An Employment Tribunal has today ruled that two Uber drivers who brought test cases against the company were ‘workers’ and were therefore entitled to holiday pay and to be paid at least the National Minimum Wage while working.

In UK law, having ‘worker’ status is a passport to a range of employment rights such as the national minimum wage, holiday pay and access to a pension scheme, although the full array of employment rights, including statutory sick pay and protection against unfair dismissal, is reserved for the narrower category of workers commonly referred to as ‘employees’.

For a non-employee to qualify for worker status there must be a contract between the individual and the ‘employer’ under which the individual undertakes to do work personally, and the ‘employer’ must not be a client or customer of a business operated by the individual. The Tribunal found those conditions satisfied on the facts of the case. It followed that the drivers had made out their case for worker status.
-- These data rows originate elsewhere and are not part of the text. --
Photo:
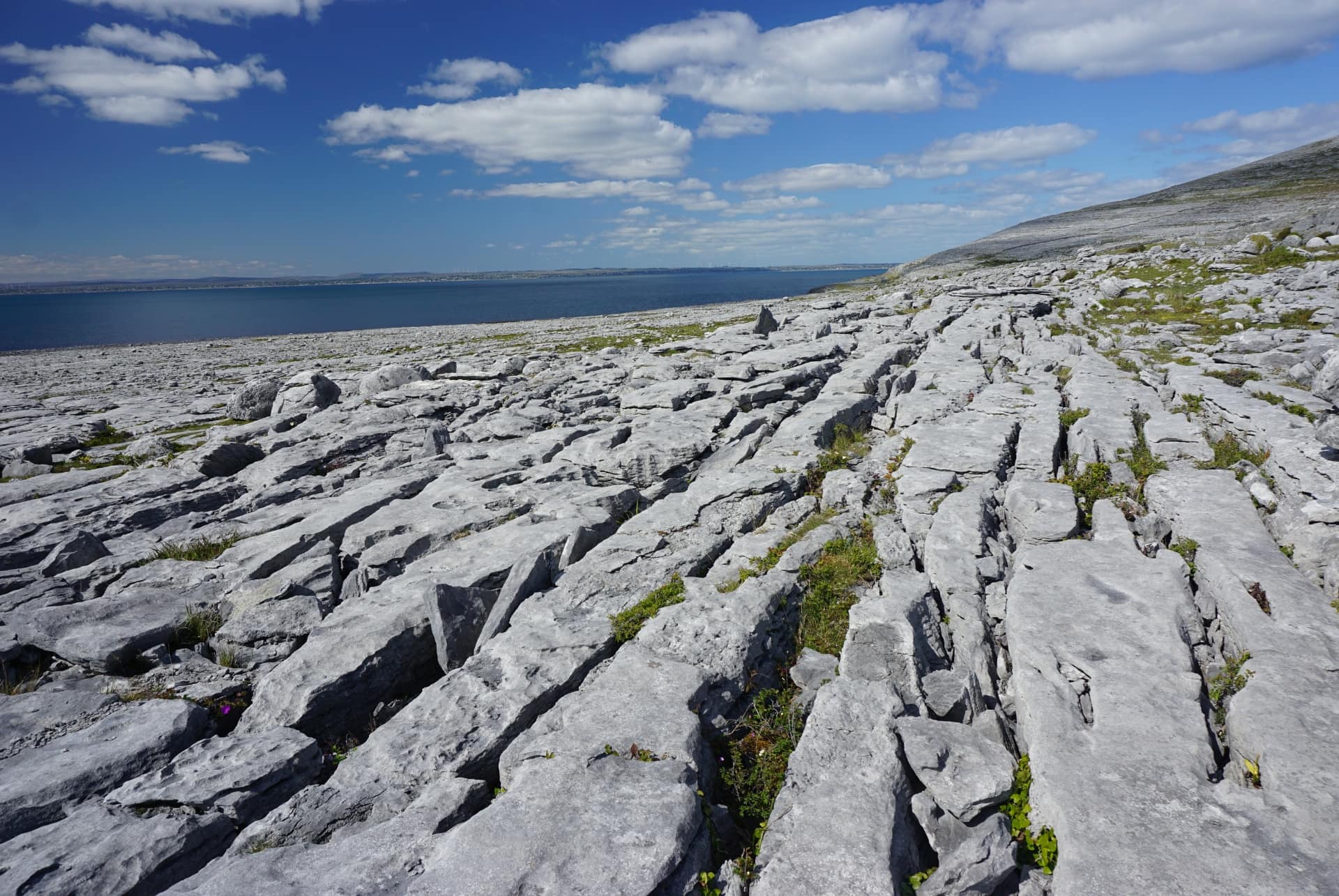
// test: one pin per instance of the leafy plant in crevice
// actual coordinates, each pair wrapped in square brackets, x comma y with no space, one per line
[1091,485]
[197,549]
[1034,848]
[766,563]
[1187,548]
[831,584]
[1230,681]
[630,622]
[1228,452]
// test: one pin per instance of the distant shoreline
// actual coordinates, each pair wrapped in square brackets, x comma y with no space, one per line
[474,276]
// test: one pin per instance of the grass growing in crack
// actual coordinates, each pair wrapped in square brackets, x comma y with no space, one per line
[1292,407]
[1037,848]
[1228,452]
[1190,404]
[754,764]
[1073,416]
[1187,548]
[110,436]
[1236,377]
[1225,683]
[1090,487]
[766,563]
[630,622]
[1141,460]
[201,548]
[848,445]
[201,623]
[831,584]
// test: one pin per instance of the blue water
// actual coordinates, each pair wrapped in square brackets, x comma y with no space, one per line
[54,321]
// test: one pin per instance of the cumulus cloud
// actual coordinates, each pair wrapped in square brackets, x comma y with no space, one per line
[863,61]
[215,11]
[815,179]
[215,152]
[954,155]
[726,125]
[165,46]
[691,195]
[593,130]
[774,204]
[1116,38]
[135,91]
[461,78]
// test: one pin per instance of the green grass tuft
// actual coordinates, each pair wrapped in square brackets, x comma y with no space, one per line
[630,622]
[831,584]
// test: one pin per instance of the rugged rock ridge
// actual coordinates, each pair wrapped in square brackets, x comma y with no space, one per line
[1021,582]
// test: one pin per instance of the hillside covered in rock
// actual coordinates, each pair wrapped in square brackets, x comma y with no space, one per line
[1021,580]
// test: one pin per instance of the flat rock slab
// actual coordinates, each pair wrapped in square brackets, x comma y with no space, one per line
[841,823]
[241,777]
[614,826]
[100,851]
[35,785]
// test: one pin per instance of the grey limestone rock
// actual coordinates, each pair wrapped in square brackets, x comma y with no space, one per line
[36,785]
[80,549]
[253,401]
[964,772]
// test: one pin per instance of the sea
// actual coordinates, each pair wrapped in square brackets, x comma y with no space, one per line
[59,321]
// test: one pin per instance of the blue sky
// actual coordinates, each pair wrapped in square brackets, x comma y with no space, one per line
[164,138]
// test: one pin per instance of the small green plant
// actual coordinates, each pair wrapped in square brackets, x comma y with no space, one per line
[1238,377]
[1091,485]
[630,622]
[201,623]
[1230,681]
[915,881]
[831,584]
[1071,416]
[201,548]
[1190,404]
[1187,548]
[1037,848]
[1228,453]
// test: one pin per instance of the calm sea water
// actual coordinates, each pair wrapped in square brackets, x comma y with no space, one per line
[54,321]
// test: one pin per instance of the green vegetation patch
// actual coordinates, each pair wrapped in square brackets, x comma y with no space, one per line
[1228,452]
[630,622]
[201,548]
[1238,377]
[831,586]
[766,563]
[1292,407]
[1034,848]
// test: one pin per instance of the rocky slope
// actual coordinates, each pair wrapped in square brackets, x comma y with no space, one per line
[1020,582]
[1301,185]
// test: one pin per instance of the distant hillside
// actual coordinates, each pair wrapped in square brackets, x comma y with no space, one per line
[1266,195]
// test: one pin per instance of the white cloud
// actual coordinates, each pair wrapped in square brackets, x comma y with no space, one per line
[215,11]
[774,204]
[461,78]
[863,61]
[726,125]
[137,91]
[691,195]
[954,155]
[1116,38]
[815,179]
[593,130]
[29,268]
[165,46]
[215,152]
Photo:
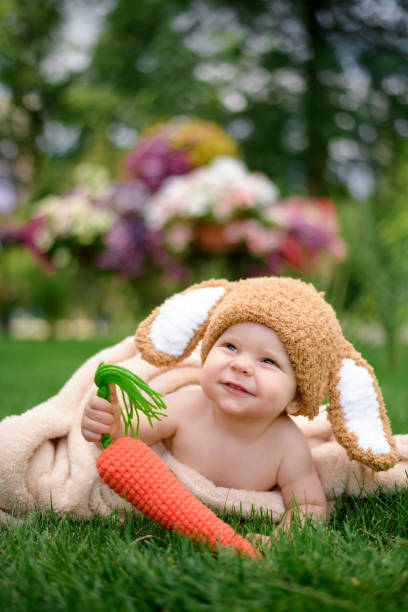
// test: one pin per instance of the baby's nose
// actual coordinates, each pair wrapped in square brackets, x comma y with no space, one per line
[242,364]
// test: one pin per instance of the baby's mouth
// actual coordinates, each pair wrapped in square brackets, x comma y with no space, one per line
[236,389]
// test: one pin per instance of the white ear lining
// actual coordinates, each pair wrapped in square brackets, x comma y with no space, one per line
[360,407]
[180,317]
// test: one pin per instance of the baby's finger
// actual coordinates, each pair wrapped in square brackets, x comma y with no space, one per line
[113,398]
[105,416]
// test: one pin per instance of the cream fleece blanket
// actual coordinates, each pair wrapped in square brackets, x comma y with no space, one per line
[45,462]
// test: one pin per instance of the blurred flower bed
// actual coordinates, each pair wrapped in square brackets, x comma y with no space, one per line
[184,208]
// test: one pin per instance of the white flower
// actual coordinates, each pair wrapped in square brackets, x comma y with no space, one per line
[219,189]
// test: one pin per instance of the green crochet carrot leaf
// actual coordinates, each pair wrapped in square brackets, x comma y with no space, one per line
[136,395]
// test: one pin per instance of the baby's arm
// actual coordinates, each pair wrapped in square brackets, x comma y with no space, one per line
[104,417]
[301,488]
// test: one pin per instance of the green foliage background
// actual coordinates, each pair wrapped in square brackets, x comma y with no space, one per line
[315,92]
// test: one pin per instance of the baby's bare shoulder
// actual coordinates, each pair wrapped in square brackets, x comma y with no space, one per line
[185,399]
[285,431]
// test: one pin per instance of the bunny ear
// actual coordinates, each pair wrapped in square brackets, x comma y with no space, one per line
[174,329]
[357,413]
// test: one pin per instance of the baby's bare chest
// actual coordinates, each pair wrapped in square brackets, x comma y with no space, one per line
[226,462]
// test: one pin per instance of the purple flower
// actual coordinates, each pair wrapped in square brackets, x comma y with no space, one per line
[129,197]
[27,235]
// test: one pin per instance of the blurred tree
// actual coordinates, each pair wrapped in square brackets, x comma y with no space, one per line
[27,98]
[316,91]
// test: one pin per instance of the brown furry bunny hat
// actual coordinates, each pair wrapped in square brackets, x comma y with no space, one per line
[325,364]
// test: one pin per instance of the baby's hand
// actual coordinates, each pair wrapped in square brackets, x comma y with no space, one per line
[102,417]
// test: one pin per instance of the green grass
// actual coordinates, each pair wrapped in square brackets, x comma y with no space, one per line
[358,561]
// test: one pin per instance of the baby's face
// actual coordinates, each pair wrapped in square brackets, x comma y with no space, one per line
[248,372]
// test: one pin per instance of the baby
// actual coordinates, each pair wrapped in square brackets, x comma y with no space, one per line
[248,389]
[270,348]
The fact that the Uber claimants have won their claim for worker status does not mean that cases brought by others who work in the on-demand economy will meet with the same success. Indeed it is notable that the Tribunal did not doubt that Uber could have, in principle, created a business model that did not involve the drivers having worker status. Each case will depend on the specific terms and arrangements between the individual and the company they work for. Nevertheless other firms who rely heavily on the ‘on demand’ freelance workforce will be watching cases like this keenly for any emerging trends that could have a significant impact on their business model.